Naturalmente il lavoratore che ritiene non sussistere i giustificati motivi oggettivi per il suo licenziamento e pensa di dover essere collocato in nuova posizione, potrà impugnarlo. La legge Fornero prevedeva che affinché il licenziamento fosse giudicato illegittimo vi dovesse essere la “manifesta insussistenza del fatto” alla base delle motivazioni addotte dal datore di lavoro. Questo per i giudici è un limite perché implica di non poter andare oltre ciò che appare in modo chiaro e lapalissiano, il licenziamento può essere sanzionato solo nel caso anche senza andare oltre l’apparenza emergea immediata la sua illegittimità. Ad esempio, può ritenersi illegittimo il licenziamento se al posto del lavoratore l’azienda assume un altro soggetto impegnato nelle stesse mansioni e con le stesse qualifiche, ma per comportamento dell’azienda più “sofisticati”  è molto più difficile provare la manifesta insussistenza.

La sentenza della Corte Costituzionale: il termine “manifesta” è illegittimo!

Il Tribunale ordinario di Ravenna, in funzione di giudice del lavoro, ha sollevato la questione di legittimità dell’articolo 18 dello Statuto dei lavoratori, così come modificato dalla Legge Fornero.
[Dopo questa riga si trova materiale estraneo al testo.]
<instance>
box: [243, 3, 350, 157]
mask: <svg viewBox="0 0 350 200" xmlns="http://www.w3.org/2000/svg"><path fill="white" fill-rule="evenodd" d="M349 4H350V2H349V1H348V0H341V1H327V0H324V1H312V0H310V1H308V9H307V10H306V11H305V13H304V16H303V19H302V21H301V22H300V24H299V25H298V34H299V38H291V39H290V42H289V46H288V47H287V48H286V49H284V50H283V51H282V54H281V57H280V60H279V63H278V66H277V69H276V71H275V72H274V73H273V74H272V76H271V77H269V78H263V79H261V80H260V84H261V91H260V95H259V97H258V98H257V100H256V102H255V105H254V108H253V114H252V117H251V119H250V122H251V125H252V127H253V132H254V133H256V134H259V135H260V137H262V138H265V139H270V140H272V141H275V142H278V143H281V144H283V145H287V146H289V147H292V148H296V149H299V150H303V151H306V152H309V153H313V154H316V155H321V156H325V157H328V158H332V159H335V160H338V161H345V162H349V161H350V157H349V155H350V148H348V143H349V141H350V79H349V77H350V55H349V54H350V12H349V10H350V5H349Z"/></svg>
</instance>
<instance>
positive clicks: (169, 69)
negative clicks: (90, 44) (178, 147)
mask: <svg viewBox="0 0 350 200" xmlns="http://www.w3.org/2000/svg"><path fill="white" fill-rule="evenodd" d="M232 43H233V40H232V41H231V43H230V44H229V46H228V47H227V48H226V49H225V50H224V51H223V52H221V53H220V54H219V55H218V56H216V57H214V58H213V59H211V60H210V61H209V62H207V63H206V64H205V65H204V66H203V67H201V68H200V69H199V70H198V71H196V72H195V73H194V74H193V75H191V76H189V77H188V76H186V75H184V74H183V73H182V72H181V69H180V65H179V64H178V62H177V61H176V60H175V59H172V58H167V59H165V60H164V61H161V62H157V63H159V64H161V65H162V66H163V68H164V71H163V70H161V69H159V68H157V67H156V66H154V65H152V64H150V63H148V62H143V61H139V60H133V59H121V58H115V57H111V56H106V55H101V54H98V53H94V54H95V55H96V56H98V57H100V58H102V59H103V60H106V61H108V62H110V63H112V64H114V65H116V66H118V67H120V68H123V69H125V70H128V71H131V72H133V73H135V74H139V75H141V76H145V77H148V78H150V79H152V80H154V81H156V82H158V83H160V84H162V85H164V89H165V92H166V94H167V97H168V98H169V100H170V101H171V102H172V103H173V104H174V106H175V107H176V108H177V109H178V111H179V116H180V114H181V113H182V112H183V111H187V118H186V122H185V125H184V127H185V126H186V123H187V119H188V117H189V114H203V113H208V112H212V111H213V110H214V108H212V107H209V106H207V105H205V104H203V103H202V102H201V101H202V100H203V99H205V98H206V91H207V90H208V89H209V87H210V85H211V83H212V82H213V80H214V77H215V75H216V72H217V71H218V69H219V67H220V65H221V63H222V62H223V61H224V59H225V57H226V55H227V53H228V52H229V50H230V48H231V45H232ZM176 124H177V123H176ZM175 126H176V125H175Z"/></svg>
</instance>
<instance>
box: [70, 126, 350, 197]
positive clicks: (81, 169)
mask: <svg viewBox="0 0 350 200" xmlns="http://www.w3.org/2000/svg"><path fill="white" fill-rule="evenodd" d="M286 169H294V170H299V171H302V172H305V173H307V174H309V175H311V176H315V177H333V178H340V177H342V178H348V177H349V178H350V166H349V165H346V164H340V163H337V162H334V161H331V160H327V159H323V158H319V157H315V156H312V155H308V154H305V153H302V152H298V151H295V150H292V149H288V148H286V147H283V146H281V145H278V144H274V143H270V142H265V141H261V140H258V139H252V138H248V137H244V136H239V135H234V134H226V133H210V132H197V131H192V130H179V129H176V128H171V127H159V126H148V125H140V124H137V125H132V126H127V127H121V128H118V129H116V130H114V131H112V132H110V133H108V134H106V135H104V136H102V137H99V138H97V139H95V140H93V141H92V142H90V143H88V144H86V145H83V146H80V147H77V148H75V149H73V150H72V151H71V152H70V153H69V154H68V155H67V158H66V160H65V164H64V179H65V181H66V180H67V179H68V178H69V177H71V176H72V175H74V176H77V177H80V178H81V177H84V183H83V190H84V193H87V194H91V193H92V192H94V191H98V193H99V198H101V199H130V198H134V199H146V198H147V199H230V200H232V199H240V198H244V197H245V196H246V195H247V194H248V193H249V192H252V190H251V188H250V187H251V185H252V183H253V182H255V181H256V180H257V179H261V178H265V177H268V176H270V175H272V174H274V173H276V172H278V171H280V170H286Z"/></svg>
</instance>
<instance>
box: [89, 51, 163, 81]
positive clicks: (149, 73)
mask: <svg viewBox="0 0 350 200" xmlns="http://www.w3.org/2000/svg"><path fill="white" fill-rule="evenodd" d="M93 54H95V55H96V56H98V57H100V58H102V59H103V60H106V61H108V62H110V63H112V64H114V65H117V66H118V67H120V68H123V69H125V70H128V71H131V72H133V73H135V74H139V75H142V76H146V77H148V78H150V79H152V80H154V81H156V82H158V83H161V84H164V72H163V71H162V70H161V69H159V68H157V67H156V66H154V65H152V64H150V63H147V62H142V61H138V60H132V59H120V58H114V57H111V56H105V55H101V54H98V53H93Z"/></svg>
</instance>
La sentenza della Corte Costituzionale nella sentenza del 19 maggio 2022 è andata a colpire proprio la “manifesta insussistenza del fatto”.

Secondo il giudice costituzionale il requisito della manifesta insussistenza è indeterminato e si presta a incertezze interpretative. Proprio per questo dal testo della norma si censura il termine “manifesta” prima della parola “insussistenza del fatto”, all’interno dell’articolo 18 settimo comma, secondo periodo, della legge 20 maggio 1970, n. 300 (Statuto dei Lavoratori) così come modificato appunto dalla Legge Fornero. Di conseguenza il giudice nella sua analisi può andare a fondo e valutare la genuinità della scelta del datore di lavoro.

La Corte Costituzionale ribadisce che valutare la sussistenza o insussistenza di un fatto è già un atto gravoso e complesso, andare poi a valutare anche la gradualità di questa insussistenza appare un aggravio irragionevole con una conseguente complicazione sul fronte processuale. Inoltre secondo la Corte Costituzionale vi è un notevole squilibrio tra i fini che si era proposto il legislatore nel riformare la materia – una più equa distribuzione delle tutele con decisioni più rapide e prevedibili –  e i mezzi per ottenere tale risultato.

Le norme violate

La Corte Costituzionale ritiene che richiedere la manifesta insussistenza vada a violare l’articolo 3 della Costituzione (principio di uguaglianza) in quanto tale manifesta insussistenza non è richiesta nel caso di licenziamento disciplinare. Inoltre per il lavoratore l’onere probatorio diventerebbe eccessivamente arduo visto che deve provare un fatto dai contorni non definiti e spesso si trova a dover provare fatti che sono fuori dalla sua sfera di conoscenza. La manifesta insussistenza andrebbe a delineare un sistema “marcatamente ed ingiustificatamente sbilanciato in favore del datore di lavoro e, di contro, ingiustificatamente penalizzante per il lavoratore”. Tutto ciò andrebbe a pregiudicare la sua chance di successo in un eventuale giudizio. Si rileva anche la violazione dell’articolo 35 della Costituzione che prevede la tutela del lavoro in tutte le sue forme e applicazioni.